While the team is leaning heavily both on behind-the-scenes industry executives and prominent Chicago families to provide expertise and local ties, it has also tapped into a market of potential investors that has been seen around the National Women’s Soccer League: former and current elite athletes.
The initial draw of the NWSL to athletes looking to build their ownership portfolio is obvious, as it’s a league that can absorb investment at a much lower price point than the exorbitant amount of money necessary to buy into more established (men’s) leagues. But there’s also an ideological current running underneath the material benefits, which is that these athletes are trying to either pay forward the support they received in their careers, or create something that they wish they had experienced themselves.

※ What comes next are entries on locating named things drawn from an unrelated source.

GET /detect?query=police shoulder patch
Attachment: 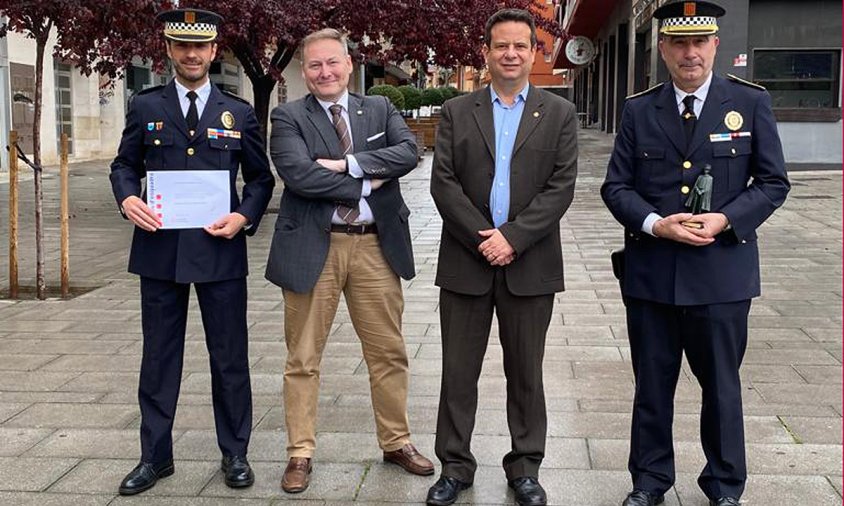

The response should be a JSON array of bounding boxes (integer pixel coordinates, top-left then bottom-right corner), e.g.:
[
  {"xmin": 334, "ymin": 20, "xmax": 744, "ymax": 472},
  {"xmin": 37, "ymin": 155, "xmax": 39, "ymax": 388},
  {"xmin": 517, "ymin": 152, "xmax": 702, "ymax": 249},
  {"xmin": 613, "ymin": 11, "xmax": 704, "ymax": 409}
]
[
  {"xmin": 727, "ymin": 74, "xmax": 766, "ymax": 91},
  {"xmin": 220, "ymin": 90, "xmax": 252, "ymax": 106},
  {"xmin": 135, "ymin": 84, "xmax": 165, "ymax": 95},
  {"xmin": 625, "ymin": 83, "xmax": 665, "ymax": 100}
]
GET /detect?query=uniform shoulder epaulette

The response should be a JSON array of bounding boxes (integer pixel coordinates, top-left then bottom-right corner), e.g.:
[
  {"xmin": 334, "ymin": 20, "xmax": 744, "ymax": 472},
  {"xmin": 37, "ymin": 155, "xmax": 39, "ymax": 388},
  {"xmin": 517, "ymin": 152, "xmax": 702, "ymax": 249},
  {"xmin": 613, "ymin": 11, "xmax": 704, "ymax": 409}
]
[
  {"xmin": 135, "ymin": 84, "xmax": 165, "ymax": 95},
  {"xmin": 727, "ymin": 74, "xmax": 767, "ymax": 91},
  {"xmin": 624, "ymin": 83, "xmax": 665, "ymax": 100},
  {"xmin": 220, "ymin": 90, "xmax": 252, "ymax": 105}
]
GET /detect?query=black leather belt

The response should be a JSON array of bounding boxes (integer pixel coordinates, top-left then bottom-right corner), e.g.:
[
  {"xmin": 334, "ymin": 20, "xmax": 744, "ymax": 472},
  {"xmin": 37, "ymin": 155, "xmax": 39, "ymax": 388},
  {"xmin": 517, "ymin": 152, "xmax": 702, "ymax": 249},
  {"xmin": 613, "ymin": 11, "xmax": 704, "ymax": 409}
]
[{"xmin": 331, "ymin": 223, "xmax": 378, "ymax": 234}]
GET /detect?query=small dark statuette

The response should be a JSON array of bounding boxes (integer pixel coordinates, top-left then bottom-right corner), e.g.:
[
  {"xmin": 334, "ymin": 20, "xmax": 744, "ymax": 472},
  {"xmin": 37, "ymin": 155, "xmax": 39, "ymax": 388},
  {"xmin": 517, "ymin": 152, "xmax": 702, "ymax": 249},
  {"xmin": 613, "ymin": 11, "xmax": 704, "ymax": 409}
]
[{"xmin": 686, "ymin": 164, "xmax": 712, "ymax": 214}]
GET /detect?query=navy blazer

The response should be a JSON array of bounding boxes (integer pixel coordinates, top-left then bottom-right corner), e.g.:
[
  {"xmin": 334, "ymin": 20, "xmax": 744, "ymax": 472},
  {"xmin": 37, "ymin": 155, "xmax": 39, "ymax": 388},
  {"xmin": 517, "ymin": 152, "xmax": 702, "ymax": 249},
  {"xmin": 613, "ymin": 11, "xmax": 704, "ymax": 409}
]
[
  {"xmin": 265, "ymin": 93, "xmax": 417, "ymax": 293},
  {"xmin": 110, "ymin": 81, "xmax": 275, "ymax": 283},
  {"xmin": 601, "ymin": 76, "xmax": 790, "ymax": 306}
]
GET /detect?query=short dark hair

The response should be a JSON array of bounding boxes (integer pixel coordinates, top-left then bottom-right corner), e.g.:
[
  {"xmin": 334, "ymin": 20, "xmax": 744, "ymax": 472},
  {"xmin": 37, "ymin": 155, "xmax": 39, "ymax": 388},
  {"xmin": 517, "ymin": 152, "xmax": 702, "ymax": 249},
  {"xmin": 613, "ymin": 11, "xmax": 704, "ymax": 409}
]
[{"xmin": 484, "ymin": 9, "xmax": 536, "ymax": 47}]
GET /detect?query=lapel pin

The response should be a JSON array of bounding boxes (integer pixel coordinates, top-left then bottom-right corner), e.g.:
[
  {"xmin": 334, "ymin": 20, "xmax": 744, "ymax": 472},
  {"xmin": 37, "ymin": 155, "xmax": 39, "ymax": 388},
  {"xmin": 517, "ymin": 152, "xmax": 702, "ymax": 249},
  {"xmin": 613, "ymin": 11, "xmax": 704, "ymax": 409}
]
[
  {"xmin": 724, "ymin": 111, "xmax": 744, "ymax": 132},
  {"xmin": 220, "ymin": 111, "xmax": 234, "ymax": 129}
]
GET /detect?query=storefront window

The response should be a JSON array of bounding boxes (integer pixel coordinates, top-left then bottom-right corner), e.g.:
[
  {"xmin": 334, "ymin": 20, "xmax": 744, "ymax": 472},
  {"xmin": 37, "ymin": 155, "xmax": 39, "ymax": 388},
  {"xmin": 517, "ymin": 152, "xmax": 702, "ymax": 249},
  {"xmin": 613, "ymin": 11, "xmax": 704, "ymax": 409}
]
[{"xmin": 753, "ymin": 49, "xmax": 841, "ymax": 109}]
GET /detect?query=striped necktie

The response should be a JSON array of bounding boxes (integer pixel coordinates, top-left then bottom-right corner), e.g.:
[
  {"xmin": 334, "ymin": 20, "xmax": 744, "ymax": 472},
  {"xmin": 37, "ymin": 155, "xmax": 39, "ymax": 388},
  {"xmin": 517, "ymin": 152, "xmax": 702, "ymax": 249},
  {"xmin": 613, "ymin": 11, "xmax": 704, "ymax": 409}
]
[{"xmin": 328, "ymin": 104, "xmax": 360, "ymax": 223}]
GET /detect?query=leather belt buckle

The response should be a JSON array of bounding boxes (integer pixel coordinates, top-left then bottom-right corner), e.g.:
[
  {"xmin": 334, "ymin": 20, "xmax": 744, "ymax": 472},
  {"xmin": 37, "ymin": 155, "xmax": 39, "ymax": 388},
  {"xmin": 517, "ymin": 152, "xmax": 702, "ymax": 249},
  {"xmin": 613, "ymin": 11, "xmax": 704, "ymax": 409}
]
[{"xmin": 331, "ymin": 223, "xmax": 378, "ymax": 235}]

When asked about the NWSL at this year’s Australian Open, tennis superstar Serena Williams mentioned how she benefited from the stability of the WTA tour and wanted to pay that forward with Angel City FC. Olympic gold medalist hockey player Kendall Coyne Schofield said upon her investment in the Red Stars that women’s hockey is still working towards providing a living to players in a professional setting, and she wants to learn from what women’s soccer has done right. These are a good points from the perspective of ownership, but it’s also an understanding of a needed bridge that many elite athletes know intimately. In a conversation with The Equalizer, new Red Stars co-owner Dixon explained how brutal it can be for athletes to not have a worthwhile professional career waiting for them at the end of what, on its own, is still a very long road.
“Anyone who’s gone through a collegiate pipeline, that’s 20-plus years of work in your craft,” he said.